The fundamental reasons for all this shortage are manifold. Short-term answers are hard to find, given the deep dysfunctions that persist in the chain of origin of medicines.
According to the Food and Drug Administration (FDA), “drug shortages can occur for many reasons, in addition to production and quality issues, delays and disruptions. “
Raw procurement difficulties, production issues, regulatory issues, business decisions, and supply chain disruptions are conspicuous by their absence from the list of points discussed by the FDA.
Among the business decisions that may contribute to generic drug shortages is the discontinuation of older, non-patented drugs in favor of newer, brand-name, and more successful drugs.
Generic and brand-name drug brands will have to provide the FDA with data on source disruptions, and the company works heavily with them to save it or reduce its impact. However, until now, companies were not required to report giant increases in demand to the firm. Valerie Jensen, the FDA’s associate director of staff for drug shortage rate, is asking companies to report those increases in demand.
It is vital to keep things going and not unduly blame problems such as the covid-19 pandemic, the lockdowns in China, where some of the drug production plants are located, or Biden’s management.
In fact, shortages of critical generic drugs, whether prescription or over-the-counter, have affected the U. S. It was in the U. S. for many years. In fact, shortages were worse 12 years ago than they are today. Currently, the FDA maintains a list of 123 drugs in short supply. In 2010, the FDA reported shortages of 178 drugs. At that time, shortages of anti-cancer drugs, anesthetics used in surgery, and a large number of intravenous drugs were reported. Today, one of the points to be resolved was the inadequate source of raw materials.

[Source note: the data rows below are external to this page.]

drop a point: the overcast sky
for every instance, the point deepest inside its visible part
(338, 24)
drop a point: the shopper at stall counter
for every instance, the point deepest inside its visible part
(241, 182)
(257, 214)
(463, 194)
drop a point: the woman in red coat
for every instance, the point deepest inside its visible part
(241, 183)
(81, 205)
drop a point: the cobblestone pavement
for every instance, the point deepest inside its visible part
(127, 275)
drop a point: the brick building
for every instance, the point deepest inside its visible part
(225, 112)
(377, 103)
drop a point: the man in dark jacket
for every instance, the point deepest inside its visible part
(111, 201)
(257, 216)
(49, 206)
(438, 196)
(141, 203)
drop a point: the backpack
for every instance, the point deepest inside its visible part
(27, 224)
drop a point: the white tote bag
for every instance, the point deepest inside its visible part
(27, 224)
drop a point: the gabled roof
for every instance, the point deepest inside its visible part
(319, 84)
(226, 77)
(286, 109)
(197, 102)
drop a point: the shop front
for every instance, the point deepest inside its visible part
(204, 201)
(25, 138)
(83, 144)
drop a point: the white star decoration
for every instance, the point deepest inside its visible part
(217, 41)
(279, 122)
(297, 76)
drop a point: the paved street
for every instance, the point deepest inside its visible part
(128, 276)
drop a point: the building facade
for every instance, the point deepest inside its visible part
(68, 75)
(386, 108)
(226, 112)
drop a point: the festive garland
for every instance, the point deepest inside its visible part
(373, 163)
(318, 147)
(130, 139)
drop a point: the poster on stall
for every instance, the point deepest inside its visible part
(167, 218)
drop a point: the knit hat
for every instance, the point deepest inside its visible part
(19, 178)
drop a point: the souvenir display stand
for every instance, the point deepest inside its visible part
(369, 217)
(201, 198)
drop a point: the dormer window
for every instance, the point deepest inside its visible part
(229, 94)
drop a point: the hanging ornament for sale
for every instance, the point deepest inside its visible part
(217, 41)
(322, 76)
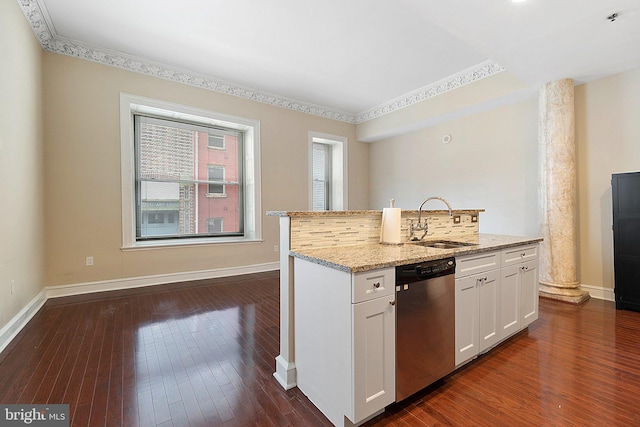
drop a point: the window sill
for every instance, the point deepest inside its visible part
(161, 244)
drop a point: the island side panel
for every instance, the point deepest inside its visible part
(323, 337)
(285, 362)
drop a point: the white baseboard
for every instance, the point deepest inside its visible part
(19, 321)
(599, 292)
(160, 279)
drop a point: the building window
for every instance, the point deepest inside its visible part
(216, 181)
(216, 141)
(175, 189)
(215, 225)
(328, 175)
(321, 177)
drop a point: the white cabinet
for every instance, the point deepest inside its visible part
(345, 340)
(488, 313)
(477, 298)
(529, 299)
(466, 319)
(496, 297)
(510, 290)
(520, 267)
(374, 355)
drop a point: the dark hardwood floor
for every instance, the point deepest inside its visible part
(202, 354)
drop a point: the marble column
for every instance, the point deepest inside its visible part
(557, 193)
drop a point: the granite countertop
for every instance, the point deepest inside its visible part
(298, 214)
(359, 258)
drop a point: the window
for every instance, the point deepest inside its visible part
(327, 172)
(176, 190)
(321, 177)
(215, 225)
(216, 141)
(216, 174)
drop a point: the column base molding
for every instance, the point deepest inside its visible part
(570, 294)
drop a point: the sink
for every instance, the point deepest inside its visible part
(445, 244)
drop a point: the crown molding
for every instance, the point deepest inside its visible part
(454, 81)
(43, 29)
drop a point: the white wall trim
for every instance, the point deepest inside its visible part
(20, 320)
(160, 279)
(598, 292)
(15, 325)
(40, 22)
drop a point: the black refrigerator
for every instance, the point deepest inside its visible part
(626, 239)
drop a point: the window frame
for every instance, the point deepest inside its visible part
(224, 187)
(251, 206)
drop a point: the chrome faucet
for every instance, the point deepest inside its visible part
(424, 227)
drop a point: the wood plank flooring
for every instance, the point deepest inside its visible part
(202, 354)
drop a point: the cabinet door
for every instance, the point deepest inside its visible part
(466, 318)
(529, 287)
(488, 305)
(510, 305)
(374, 356)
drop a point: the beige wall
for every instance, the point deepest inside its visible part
(608, 141)
(490, 163)
(21, 194)
(83, 201)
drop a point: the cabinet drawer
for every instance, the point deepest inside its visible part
(477, 263)
(373, 284)
(519, 254)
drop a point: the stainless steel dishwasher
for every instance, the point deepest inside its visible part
(425, 324)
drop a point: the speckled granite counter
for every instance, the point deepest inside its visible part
(370, 257)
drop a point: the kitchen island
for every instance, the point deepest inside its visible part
(338, 313)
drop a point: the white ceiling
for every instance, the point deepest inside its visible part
(344, 56)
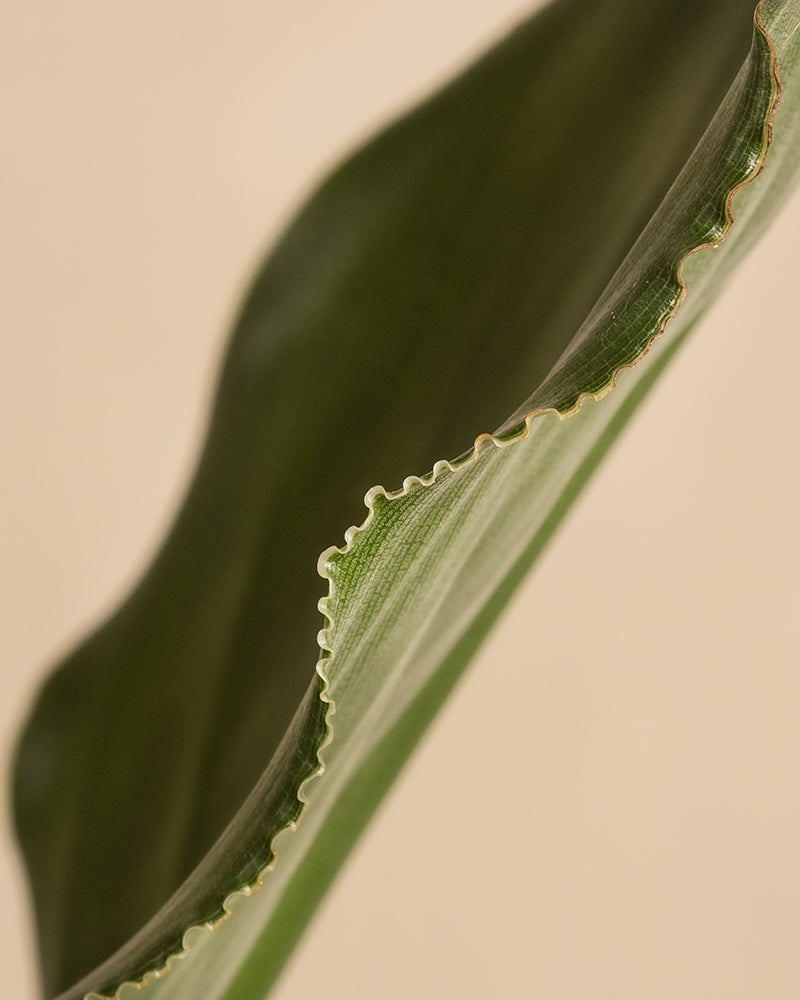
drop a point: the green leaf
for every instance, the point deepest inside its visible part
(430, 284)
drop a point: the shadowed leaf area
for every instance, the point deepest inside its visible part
(426, 290)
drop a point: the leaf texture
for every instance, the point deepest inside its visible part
(460, 250)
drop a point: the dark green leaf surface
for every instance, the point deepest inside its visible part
(427, 289)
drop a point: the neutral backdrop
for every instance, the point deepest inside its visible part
(608, 807)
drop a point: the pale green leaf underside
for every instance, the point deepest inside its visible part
(416, 588)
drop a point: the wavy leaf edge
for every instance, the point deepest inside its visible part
(519, 430)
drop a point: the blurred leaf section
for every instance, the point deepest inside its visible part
(427, 288)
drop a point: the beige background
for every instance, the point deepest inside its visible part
(608, 808)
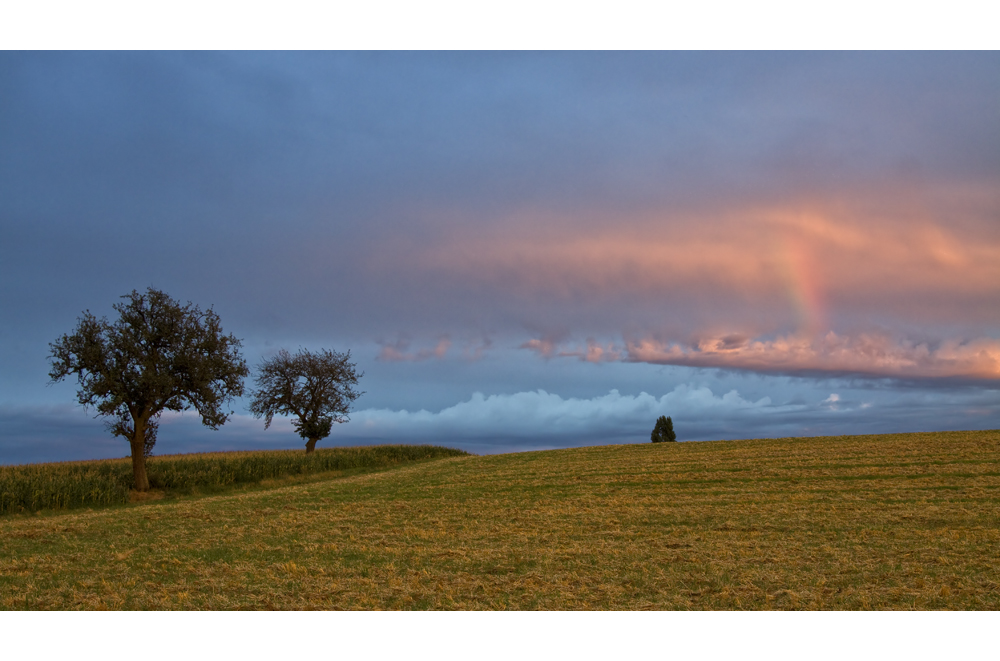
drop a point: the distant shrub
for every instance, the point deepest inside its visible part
(663, 431)
(107, 482)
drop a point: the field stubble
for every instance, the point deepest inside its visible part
(908, 521)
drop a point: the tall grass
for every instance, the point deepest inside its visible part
(65, 485)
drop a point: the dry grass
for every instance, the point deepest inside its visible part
(909, 521)
(73, 484)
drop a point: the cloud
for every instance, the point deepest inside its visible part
(399, 351)
(864, 355)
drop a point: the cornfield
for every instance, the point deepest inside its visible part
(33, 487)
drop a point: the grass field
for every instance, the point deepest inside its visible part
(72, 484)
(909, 521)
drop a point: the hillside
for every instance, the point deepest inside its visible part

Several projects are underway in the private and public sectors to comprehensively address some of the drug shortages. For example, Mark Cuban’s Cost Plus Drug Company continues to produce cheap prescription drugs that are considered to be in full short supply. These are primarily intended for hospital and clinical use, and none are an over-the-counter medication.
The Cuban company is recently in talks with hospitals across the country to identify shortages of most common medicines. The production plant, where Cost Plus Drug Company will manufacture those drugs, is expected to be operational in early 2023.

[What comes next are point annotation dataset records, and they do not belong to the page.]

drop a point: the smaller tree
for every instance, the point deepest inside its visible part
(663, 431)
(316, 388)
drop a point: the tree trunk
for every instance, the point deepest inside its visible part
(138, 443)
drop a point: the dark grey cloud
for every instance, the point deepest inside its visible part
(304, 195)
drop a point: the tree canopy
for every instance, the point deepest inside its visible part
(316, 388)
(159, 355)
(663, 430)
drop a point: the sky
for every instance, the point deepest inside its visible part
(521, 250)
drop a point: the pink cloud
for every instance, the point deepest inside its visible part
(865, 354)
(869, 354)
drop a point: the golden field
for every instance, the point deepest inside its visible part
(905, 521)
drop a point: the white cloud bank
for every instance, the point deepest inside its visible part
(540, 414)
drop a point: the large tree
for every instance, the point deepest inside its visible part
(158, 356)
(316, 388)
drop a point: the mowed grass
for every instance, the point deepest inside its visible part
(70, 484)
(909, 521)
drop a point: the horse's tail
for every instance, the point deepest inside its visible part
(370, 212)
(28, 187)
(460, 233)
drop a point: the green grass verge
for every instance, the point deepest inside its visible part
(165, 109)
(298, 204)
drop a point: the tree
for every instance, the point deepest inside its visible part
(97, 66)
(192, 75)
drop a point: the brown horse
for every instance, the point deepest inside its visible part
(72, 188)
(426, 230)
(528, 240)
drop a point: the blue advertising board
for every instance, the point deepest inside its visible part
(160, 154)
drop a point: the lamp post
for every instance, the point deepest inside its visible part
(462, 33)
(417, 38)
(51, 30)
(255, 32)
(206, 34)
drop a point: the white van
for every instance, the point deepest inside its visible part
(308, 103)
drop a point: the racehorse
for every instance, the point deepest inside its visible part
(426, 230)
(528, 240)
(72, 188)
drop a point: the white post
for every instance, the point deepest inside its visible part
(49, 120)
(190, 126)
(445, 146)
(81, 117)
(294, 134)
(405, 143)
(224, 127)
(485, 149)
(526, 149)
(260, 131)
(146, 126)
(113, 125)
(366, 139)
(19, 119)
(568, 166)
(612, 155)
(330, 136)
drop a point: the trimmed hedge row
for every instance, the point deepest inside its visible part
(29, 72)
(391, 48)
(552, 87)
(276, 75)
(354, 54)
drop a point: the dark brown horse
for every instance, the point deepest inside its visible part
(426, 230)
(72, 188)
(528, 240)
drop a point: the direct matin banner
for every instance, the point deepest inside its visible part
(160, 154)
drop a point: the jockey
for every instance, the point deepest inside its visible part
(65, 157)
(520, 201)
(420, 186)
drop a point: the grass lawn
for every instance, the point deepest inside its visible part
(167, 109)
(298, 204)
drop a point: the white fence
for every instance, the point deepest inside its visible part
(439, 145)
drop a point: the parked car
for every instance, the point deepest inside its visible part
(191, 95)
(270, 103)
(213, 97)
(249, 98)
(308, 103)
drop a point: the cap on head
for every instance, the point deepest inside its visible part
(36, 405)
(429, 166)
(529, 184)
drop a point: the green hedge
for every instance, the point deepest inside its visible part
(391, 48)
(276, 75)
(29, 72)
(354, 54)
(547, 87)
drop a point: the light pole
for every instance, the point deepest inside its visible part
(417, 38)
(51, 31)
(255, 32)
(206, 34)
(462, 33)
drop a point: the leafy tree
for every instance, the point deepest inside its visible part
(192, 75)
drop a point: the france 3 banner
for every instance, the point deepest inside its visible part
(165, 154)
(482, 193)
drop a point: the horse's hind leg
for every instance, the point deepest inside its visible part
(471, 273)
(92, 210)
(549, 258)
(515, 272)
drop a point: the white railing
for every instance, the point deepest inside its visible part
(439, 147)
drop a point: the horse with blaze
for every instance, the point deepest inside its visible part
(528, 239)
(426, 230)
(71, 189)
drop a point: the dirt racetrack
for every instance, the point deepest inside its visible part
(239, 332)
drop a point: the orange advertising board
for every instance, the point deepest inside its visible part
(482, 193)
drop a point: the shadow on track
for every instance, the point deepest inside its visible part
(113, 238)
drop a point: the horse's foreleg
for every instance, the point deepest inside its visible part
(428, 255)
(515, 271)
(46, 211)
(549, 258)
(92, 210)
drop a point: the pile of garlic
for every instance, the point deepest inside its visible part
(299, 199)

Meanwhile, public bodies and legislators are pushing for a fix to the amoxicillin problem. The FDA, for example, urges compounding pharmacies to produce the drug. Pharmacists to help their patients access this drug can consult an FDA guidance document.
In addition, in a bipartisan effort with several of her colleagues, Sen. Amy Klobuchar (D-MN) needs the White House to convene her drug shortage task force soon to address the amoxicillin problem.
Ultimately, however, gradual adjustments are not the answer. A structural solution to all shortcomings will need to be discovered, perhaps on the basis of the public-private partnership, which the White House presented in June 2021.
It seems that the consortium established for domestic drug production is still in research mode. The Department of Health and Human Services commissioned the U. S. National Forum to Secure the Essential Medicines Supply Chain with Essential Medicines. A list of drugs, which come with acetaminophen, ibuprofen, and amoxicillin, be established from the FDA’s drug list. At the same time, the Forum presents “strategies to succeed over demanding situations and constraints in the pharmaceutical supply chain. “
In addition, the federal government is allocating approximately $60 million to new technologies to stimulate domestic production of active pharmaceutical ingredients, or APIs.
While the consortium has laudable goals, frankly $60 million, that’s a negligible amount of cash for the enormity of the problem.
Drug shortages are a persistent public health challenge in the United States. And there are no simple solutions. There is no simple way to increase production to meet the periodic sharp increases in demand, such as the one that is occurring lately in the wake of the “triple epidemic”. Generic.